Former Vice President Richard M. Nixon learned the hard way about image and substance during a series of televised debates with Senator John F. Kennedy during the Presidential race of 1960. The first sentence of the second chapter of Joe McGinniss' book THE SELLING OF THE PRESIDENT 1968 reads, "Politics, in a sense, has always been a con game". McGinniss believes that Nixon lost the debate with Kennedy because the sharp unblinking eye of the television camera exposed him for what he was and the American people didn not like what they saw. Surveys of the television and radio audiences that followed those debates revealed that viewers thought Kennedy won the debates while listeners thought that Nixon had won. Nixon himself came to believe that Kennedy had won on style rather than substance. Kennedy had come across as handsome, relaxed, warm, sincere. Nixon was edgy on camera. The harsh television lighting highlighted his heavy five o'clock shadow beard. Kennedy had used makeup while Nixon didn't.
When Nixon reappeared on the political scene in 1968 to run again for president he did so with a public relations blitz that showed a Richard Nixon that was more relaxed, even mellow. Instead of fearing the media Nixon would have to embrace it. He would project the impression of a NEW Richard Nixon. He would smile more, even joke with the press. Combined with this was a series of slickly produced advertising campaigns for television and the print media, mostly for television. The campaign was centered on Nixon as metaphor for all that was good in America. Also central to his campaign was not to be caught making any political mistakes. Not making any statements the press could use against him.
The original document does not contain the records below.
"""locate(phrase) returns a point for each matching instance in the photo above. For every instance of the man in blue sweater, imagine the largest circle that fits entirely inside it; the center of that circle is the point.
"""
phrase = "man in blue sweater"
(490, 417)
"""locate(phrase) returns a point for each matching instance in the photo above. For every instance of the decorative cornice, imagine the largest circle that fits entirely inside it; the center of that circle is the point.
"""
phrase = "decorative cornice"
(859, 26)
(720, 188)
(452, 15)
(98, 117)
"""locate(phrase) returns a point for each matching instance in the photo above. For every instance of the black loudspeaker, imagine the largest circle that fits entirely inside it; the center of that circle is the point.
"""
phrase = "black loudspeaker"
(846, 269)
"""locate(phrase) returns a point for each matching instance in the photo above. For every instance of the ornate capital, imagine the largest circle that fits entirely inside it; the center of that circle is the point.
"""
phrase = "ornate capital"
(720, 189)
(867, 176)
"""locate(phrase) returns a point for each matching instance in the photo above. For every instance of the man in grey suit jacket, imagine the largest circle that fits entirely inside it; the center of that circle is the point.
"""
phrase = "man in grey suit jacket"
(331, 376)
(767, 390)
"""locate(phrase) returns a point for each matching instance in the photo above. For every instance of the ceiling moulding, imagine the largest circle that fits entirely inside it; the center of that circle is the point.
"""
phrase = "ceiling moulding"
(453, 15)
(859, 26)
Indeed, Nixon's handlers saw to it that his live appearances on television were centered around answering questions from audiences full of carefully selected republicans or your average slob just off the street. No tricky questions from articulate, well read, smart-assed liberal reporters. Like a heavyweight fighter Nixon's moves were slow and cautious, calculated to reduce possible damage by his opponent democrat Hubert Humphrey. Minimize your own screw-up in the press and let the other guy screw himself in public by giving the wrong answer to a loaded question. It worked for Nixon in 1968 and 1972 and it has worked for presidential candidates ever since. The medium was the message!
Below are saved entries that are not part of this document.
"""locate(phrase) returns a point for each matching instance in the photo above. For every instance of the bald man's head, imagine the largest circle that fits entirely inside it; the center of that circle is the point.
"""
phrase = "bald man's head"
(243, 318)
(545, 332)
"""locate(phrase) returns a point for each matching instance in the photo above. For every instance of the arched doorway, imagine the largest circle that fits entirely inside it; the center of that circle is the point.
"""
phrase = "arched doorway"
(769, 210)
By the time of the presidential race of 1980 and the two, four year terms that followed, the handlers for candidate and later President Ronald Reagan had learned from the lessons of the Nixon campaigns eight and twelve years before. What evolved was a candidate and later president who's contact with the press was carefully stage managed. A steady stream of positive, smiling, energetic Ronald Reagan photo opportunities were offered, no matter how bad the political news might be that day. The president was always kept at a distance from negative publicity. Reagan's staffers created a president who was, according to reporter Mark Hertsgaard in his book ON BENDED KNEE, "a nearly fictional, prime-time president", through an interplay of reality with a highly calculated media illusion. The photo opportunity became a important vehicle for selling the president to the American people. Reporters covering the White House gave little notice to this steady stream of seemingly unimportant photo sessions for photographers only.
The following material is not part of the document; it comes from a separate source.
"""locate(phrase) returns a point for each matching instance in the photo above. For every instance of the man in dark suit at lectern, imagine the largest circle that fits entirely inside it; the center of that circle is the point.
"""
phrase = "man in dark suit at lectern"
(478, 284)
According to Carol Squires in her piece NOTES ON PICTURING SCANDAL, "the photo opportunity remained highly visible but essentially unexplained because journalists and other political specialists who trafficked in words treated it as a poor relation. It was the triumphant visuals that shaped and promoted the Reagan presidency (even though) they were considered too pedestrian, too anti-intellectual, too simplistic to be dealt with seriously." Reagan's media handlers understood that if the public got to see five minutes or four column inches of Reagan looking energetic, patriotic, smiling and sweet, they didn't care what ten reporters were saying or writing about him. The visuals, no matter how absurd, always predominated over the printed word. Reagan's handlers designed and preconceived every Presidential appearance in terms of camera angles. Photographers felt they were on a movie stage. White House staffers came to believe that bad news could be offset by positive visuals. Indeed daily news coverage had become a series of media pseudo events! Reagan's press secretary Larry Speaks had a sign on his desk that read, "YOU DON'T TELL US HOW TO STAGE THE NEWS, WE WON'T TELL YOU HOW TO COVER IT".

So that's politics as usual you say. Thank goodness we don't get our news served up to us here in Philadelphia that way. Sez you I say!
Several years ago a press release passed over my desk at The Inquirer's Conshohocken Bureau. The "what" was a protest being held by The Chester County Coalition For Animal Rights and Environment. This event was being held to protest a proposed deer hunt to be held at nearby Ridley Creek State Park. This "news event" was to be staged in the form of a dance. According to the press release " The graceful, fawn-like Prima Ballerina of the New York City Ballet, will dance to bear witness to the coming slaughter of the equally graceful four-legged fawns at Ridley Creek State Park". A reporter and photographer were going to be assigned to cover this so-called event. Fortunately nature stepped in with a nasty blast of winter weather and the event was canceled.
Unfortunately, more and more local news is covered by our local media based on similarly absurd news tips. Even when the tips are not as silly, the basis for coverage is often just as flimsy. For instance, Hillary Rodham Clinton visited a day care program for the elderly in Newtown Township Pennsylvania. The photo assignment indicated she would be visiting the facility along with Pennsylvania State Senator Harris Wofford and the two of them would hold sessions with the families of the elderly being cared for in the home while promoting the administration's health care reform plan. Indeed. Senator Wofford happened to be running for re-election and a visit from the White House would also put the light of a lot of media attention on him, no matter how mundane the event. Again, the medium was the message, pictures of Senator Wofford and the First Lady caring about the elderly. Wofford got his political exposure with the White House and Mrs. Clinton got more media coverage for her health care plan. Other staged media events serve as a platform for free advertising for area businesses.
Borders Books and Music Store in Bryn Mawr Pennsylvania features weekly musical and literary events at their store. During any given month it is not unusual for The Inquirer's bureau in Rosemont to put in a photo assignment to cover at least two of these events. Therefore a supposed local "event" that merits photographic coverage by the areas largest newspaper ends up providing the host of that event with a large amount of free publicity. Interestingly, other area business have begun to cash in on The Inquirer's attempt to cover the community outside the city limits of Philadelphia. In one case a local business began getting itself listed as an area "event" in The Inquirer's weekend magazine section which is dedicated to covering things to do in the Philadelphia area. This same business, which is actually a collective of small trendy stores, began sending out news type press releases to area media announcing feature type events that would be happening on it's property. One such "news event" was a bird house building contest. Naturally a photo assignment was turned in. During a recent summer period photo assignments averaged one a week to the grounds of this better than average pseudo-event generator. Many of these "soft-news" events were designed to be covered by pictures only, which not unlike the strategy of the Reagan White House, provide a sense of news coverage without any reporting. Where does the media draw the line between genuine news events that deserve to be covered and staged media events that only serve some special interest.
Unfortunately pictures fill space for busy editors attempting to compete, despite shrinking news gathering resources, with smaller area newspapers. However, these same well intentioned editors often carry the same professional bias towards photography that enabled the Reagan press handlers to use the media for it's own spin on the news. Indeed. As the cartoon character Pogo once said, "we have met the enemy and he is us."